No entanto, posteriormente, a prefeitura constatou aumento de acidentes nos locais onde essas faixas foram instaladas. As motofaixas foram aposentadas durante a gestão de Fernando Haddad (PT).
A fiscalização, que consegue induzir a maioria dos motoristas a desacelerar, não tem o mesmo efeito nos motociclistas. Mais difíceis de serem flagradas, elas geralmente não são pegas pelos radares comuns. Já os chamados radares-pistola, que captam este tipo de veículo, são operados manualmente e raramente vistos na cidade.
O resultado é que, das 1.278.393 multas de trânsito aplicadas em 2020, as motos representaram 8% do total (103.086 autuações). Já os carros foram 62%.
A gestão Bruno Covas (PSDB), em nota, afirma que tem implementado uma série de medidas para tentar reduzir acidentes na cidade. Como resultado, citou redução dos acidentes fatais em 18,9% em 2019.
Ela cita programas de capacitação, educação e conscientização no trânsito, como o Motociclista Seguro.
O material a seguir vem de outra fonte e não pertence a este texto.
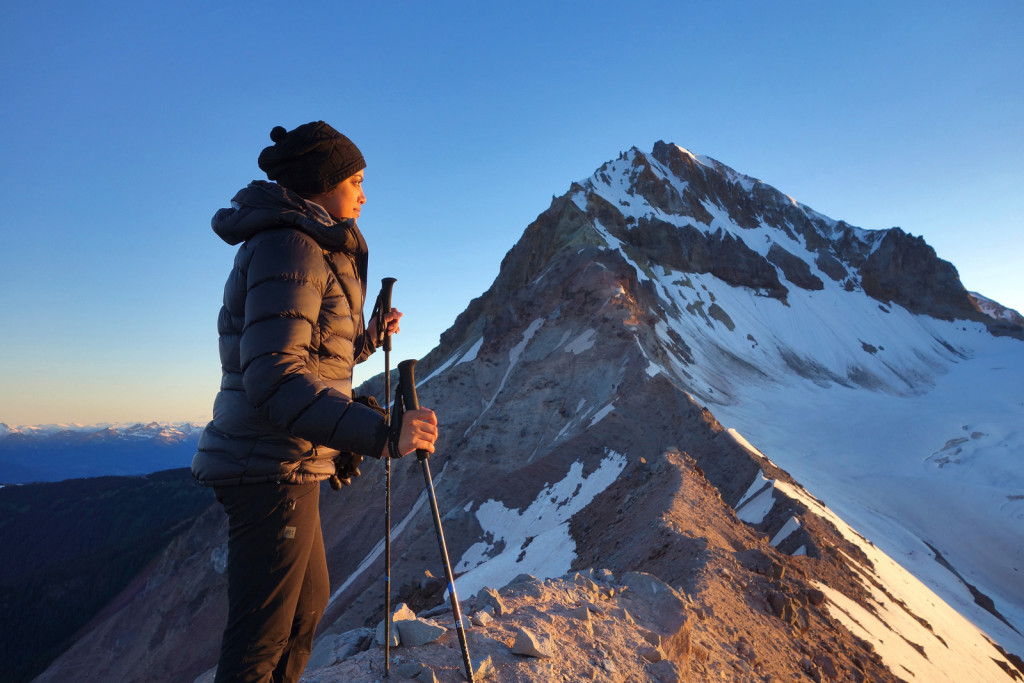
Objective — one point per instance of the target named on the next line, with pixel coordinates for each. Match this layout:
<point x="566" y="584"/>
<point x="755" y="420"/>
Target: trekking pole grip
<point x="407" y="384"/>
<point x="385" y="299"/>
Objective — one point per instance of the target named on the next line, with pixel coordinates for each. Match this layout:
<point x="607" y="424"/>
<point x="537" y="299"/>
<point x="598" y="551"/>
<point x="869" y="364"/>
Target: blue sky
<point x="126" y="126"/>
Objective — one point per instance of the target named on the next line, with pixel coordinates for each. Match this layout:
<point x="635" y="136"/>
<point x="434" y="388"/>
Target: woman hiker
<point x="291" y="330"/>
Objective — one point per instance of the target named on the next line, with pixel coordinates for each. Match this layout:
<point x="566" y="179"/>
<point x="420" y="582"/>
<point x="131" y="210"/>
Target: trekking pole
<point x="384" y="304"/>
<point x="407" y="385"/>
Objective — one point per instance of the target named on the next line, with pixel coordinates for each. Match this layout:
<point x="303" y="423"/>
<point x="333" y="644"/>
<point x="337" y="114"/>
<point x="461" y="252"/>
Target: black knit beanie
<point x="311" y="159"/>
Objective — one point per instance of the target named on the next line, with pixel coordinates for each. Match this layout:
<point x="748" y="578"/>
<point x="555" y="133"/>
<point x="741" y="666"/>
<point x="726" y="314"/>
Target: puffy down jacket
<point x="291" y="330"/>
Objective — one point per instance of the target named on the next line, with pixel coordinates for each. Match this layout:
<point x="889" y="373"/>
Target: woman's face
<point x="346" y="200"/>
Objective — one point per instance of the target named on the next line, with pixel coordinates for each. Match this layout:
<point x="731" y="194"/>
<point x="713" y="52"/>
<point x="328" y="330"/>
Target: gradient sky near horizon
<point x="126" y="125"/>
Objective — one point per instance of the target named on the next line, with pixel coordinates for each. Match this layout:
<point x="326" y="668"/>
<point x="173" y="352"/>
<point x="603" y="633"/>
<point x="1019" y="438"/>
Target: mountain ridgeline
<point x="581" y="398"/>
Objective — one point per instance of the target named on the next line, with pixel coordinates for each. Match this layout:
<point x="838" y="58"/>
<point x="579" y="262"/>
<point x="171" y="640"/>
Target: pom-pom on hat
<point x="311" y="159"/>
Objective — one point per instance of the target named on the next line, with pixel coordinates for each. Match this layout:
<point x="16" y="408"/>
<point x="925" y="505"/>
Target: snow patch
<point x="537" y="540"/>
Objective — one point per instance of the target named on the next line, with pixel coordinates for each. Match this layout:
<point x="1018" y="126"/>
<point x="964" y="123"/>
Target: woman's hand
<point x="419" y="430"/>
<point x="391" y="318"/>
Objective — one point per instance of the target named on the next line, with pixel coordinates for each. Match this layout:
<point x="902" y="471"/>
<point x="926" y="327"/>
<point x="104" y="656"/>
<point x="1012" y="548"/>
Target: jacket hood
<point x="262" y="206"/>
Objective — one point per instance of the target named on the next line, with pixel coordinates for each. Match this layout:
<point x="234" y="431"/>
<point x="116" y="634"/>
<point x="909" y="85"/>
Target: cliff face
<point x="580" y="400"/>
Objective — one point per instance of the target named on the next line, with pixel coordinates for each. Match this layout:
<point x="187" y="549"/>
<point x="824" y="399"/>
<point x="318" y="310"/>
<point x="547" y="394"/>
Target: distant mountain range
<point x="807" y="432"/>
<point x="54" y="453"/>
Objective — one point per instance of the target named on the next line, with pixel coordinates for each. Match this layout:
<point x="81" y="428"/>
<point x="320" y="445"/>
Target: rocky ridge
<point x="578" y="398"/>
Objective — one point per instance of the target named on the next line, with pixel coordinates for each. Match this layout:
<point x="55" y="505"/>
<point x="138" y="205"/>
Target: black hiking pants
<point x="278" y="584"/>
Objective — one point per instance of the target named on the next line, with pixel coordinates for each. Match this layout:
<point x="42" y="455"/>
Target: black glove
<point x="346" y="465"/>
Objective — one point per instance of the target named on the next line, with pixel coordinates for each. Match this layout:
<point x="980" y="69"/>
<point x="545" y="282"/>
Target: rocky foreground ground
<point x="592" y="626"/>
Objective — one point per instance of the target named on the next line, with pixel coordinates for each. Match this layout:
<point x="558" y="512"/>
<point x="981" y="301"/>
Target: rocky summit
<point x="641" y="420"/>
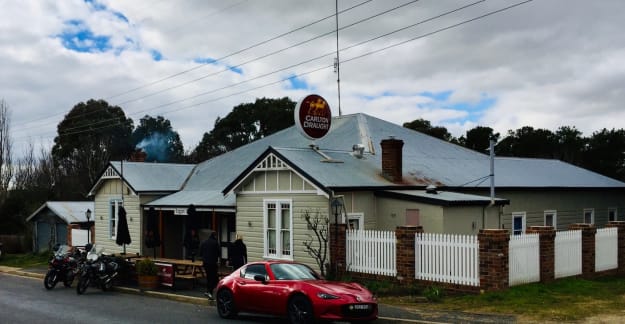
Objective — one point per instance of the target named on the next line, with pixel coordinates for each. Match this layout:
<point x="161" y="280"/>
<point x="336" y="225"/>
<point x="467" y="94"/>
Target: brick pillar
<point x="69" y="233"/>
<point x="494" y="271"/>
<point x="405" y="251"/>
<point x="621" y="243"/>
<point x="337" y="249"/>
<point x="588" y="247"/>
<point x="547" y="237"/>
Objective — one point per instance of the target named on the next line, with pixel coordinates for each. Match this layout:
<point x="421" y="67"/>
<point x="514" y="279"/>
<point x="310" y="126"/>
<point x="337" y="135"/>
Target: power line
<point x="346" y="61"/>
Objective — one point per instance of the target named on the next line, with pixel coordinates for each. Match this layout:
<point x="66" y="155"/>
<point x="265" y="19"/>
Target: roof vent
<point x="358" y="150"/>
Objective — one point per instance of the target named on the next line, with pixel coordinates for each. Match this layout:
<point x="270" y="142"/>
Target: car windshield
<point x="293" y="271"/>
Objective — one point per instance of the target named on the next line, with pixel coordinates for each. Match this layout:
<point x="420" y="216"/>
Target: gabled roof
<point x="144" y="177"/>
<point x="70" y="211"/>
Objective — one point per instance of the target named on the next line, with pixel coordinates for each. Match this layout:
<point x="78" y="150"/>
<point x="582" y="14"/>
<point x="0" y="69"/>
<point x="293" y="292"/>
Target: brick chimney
<point x="392" y="159"/>
<point x="138" y="156"/>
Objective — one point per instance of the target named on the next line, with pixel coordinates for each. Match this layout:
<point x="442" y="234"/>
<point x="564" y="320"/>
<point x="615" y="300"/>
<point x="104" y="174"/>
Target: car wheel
<point x="50" y="280"/>
<point x="225" y="304"/>
<point x="300" y="310"/>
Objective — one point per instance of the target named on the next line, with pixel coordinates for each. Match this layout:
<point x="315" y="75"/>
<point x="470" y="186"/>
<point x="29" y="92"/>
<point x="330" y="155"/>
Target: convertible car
<point x="293" y="290"/>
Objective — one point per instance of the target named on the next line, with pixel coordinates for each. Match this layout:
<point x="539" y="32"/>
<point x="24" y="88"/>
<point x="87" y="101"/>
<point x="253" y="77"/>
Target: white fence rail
<point x="568" y="253"/>
<point x="524" y="259"/>
<point x="371" y="252"/>
<point x="606" y="249"/>
<point x="447" y="258"/>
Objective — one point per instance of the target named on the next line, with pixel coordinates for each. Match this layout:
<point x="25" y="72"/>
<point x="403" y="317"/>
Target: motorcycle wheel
<point x="83" y="283"/>
<point x="69" y="279"/>
<point x="50" y="280"/>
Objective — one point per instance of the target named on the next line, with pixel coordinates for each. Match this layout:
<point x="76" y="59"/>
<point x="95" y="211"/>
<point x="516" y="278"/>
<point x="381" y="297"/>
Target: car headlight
<point x="327" y="296"/>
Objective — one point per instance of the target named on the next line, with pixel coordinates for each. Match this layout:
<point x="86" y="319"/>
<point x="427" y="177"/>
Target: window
<point x="589" y="216"/>
<point x="550" y="218"/>
<point x="113" y="212"/>
<point x="518" y="223"/>
<point x="612" y="214"/>
<point x="278" y="229"/>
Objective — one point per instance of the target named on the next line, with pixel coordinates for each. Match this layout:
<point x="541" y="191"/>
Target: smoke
<point x="156" y="146"/>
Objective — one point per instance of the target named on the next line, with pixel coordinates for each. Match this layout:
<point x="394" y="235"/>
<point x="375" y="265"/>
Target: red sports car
<point x="293" y="290"/>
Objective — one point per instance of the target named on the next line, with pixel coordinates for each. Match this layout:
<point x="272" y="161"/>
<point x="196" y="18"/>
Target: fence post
<point x="405" y="251"/>
<point x="588" y="247"/>
<point x="620" y="225"/>
<point x="494" y="254"/>
<point x="547" y="239"/>
<point x="338" y="246"/>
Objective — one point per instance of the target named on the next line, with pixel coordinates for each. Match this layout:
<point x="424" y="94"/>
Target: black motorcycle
<point x="99" y="270"/>
<point x="62" y="267"/>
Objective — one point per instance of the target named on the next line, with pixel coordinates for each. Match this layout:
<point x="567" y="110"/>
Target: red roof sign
<point x="313" y="116"/>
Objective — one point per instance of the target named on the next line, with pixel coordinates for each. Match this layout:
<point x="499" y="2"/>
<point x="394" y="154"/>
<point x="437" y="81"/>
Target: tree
<point x="6" y="167"/>
<point x="317" y="246"/>
<point x="159" y="141"/>
<point x="246" y="123"/>
<point x="90" y="135"/>
<point x="478" y="138"/>
<point x="424" y="126"/>
<point x="528" y="142"/>
<point x="605" y="153"/>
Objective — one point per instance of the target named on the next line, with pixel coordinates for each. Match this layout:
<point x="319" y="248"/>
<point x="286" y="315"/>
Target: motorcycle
<point x="62" y="267"/>
<point x="98" y="269"/>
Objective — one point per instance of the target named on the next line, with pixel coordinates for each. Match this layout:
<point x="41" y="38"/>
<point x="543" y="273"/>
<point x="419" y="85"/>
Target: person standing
<point x="210" y="251"/>
<point x="239" y="253"/>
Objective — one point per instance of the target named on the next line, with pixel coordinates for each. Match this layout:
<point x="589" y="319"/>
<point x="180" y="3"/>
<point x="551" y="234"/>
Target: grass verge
<point x="569" y="299"/>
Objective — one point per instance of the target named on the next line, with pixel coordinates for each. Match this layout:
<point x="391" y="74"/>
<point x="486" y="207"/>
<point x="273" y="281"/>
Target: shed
<point x="51" y="221"/>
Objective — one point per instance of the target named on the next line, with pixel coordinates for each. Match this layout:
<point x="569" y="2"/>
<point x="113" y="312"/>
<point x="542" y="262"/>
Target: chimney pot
<point x="392" y="159"/>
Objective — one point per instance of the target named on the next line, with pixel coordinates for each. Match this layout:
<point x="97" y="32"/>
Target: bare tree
<point x="6" y="167"/>
<point x="317" y="245"/>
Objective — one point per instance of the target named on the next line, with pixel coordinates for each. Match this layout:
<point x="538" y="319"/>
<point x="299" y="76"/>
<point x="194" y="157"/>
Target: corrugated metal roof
<point x="426" y="160"/>
<point x="70" y="211"/>
<point x="153" y="177"/>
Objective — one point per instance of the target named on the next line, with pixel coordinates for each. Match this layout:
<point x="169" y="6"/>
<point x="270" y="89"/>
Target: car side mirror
<point x="260" y="278"/>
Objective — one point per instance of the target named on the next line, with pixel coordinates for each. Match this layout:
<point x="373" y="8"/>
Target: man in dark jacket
<point x="210" y="251"/>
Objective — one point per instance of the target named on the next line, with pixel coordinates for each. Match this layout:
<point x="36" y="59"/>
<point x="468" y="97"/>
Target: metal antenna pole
<point x="337" y="63"/>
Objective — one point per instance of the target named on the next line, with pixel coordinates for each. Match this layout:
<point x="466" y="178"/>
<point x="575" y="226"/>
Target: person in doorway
<point x="192" y="244"/>
<point x="239" y="253"/>
<point x="210" y="251"/>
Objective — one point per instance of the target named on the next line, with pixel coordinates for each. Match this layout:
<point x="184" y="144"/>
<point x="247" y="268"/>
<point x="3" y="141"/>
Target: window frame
<point x="610" y="210"/>
<point x="554" y="219"/>
<point x="522" y="215"/>
<point x="114" y="205"/>
<point x="279" y="229"/>
<point x="592" y="215"/>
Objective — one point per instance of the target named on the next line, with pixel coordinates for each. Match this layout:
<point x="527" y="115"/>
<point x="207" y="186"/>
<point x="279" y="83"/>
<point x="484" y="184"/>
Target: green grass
<point x="26" y="260"/>
<point x="570" y="299"/>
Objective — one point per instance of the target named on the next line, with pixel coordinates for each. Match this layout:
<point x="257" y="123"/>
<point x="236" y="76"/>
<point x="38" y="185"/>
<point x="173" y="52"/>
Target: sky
<point x="459" y="64"/>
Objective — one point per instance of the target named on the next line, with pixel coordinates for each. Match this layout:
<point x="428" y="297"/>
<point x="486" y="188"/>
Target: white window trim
<point x="523" y="218"/>
<point x="555" y="218"/>
<point x="615" y="213"/>
<point x="359" y="217"/>
<point x="113" y="217"/>
<point x="592" y="215"/>
<point x="279" y="243"/>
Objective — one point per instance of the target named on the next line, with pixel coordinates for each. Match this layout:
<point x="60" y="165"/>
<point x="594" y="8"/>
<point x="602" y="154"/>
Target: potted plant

Segundo a administração municipal, de 2017 a 2020, 2.690 motociclistas fizeram curso de pilotagem segura da CET (Companhia de Engenharia de Tráfego), e 3.983 motofretistas fizeram curso de formação.
A prefeitura também destaca ações como a restrição de circulação de motos na pista expressa da marginal Pinheiros, uma via bastante perigosa aos motociclistas.
Em relação aos aplicativos, a gestão afirma ter feito termo de cooperação com empresas para extinguir bonificações que incentivam deslocamentos em alta velocidade e desrespeito a leis de trânsito.
“A Prefeitura segue em diálogo com as empresas com o intuito de elaborar uma regulamentação para o setor que traga mais segurança para os motociclistas e, consequentemente, para os demais usuários do sistema viário.”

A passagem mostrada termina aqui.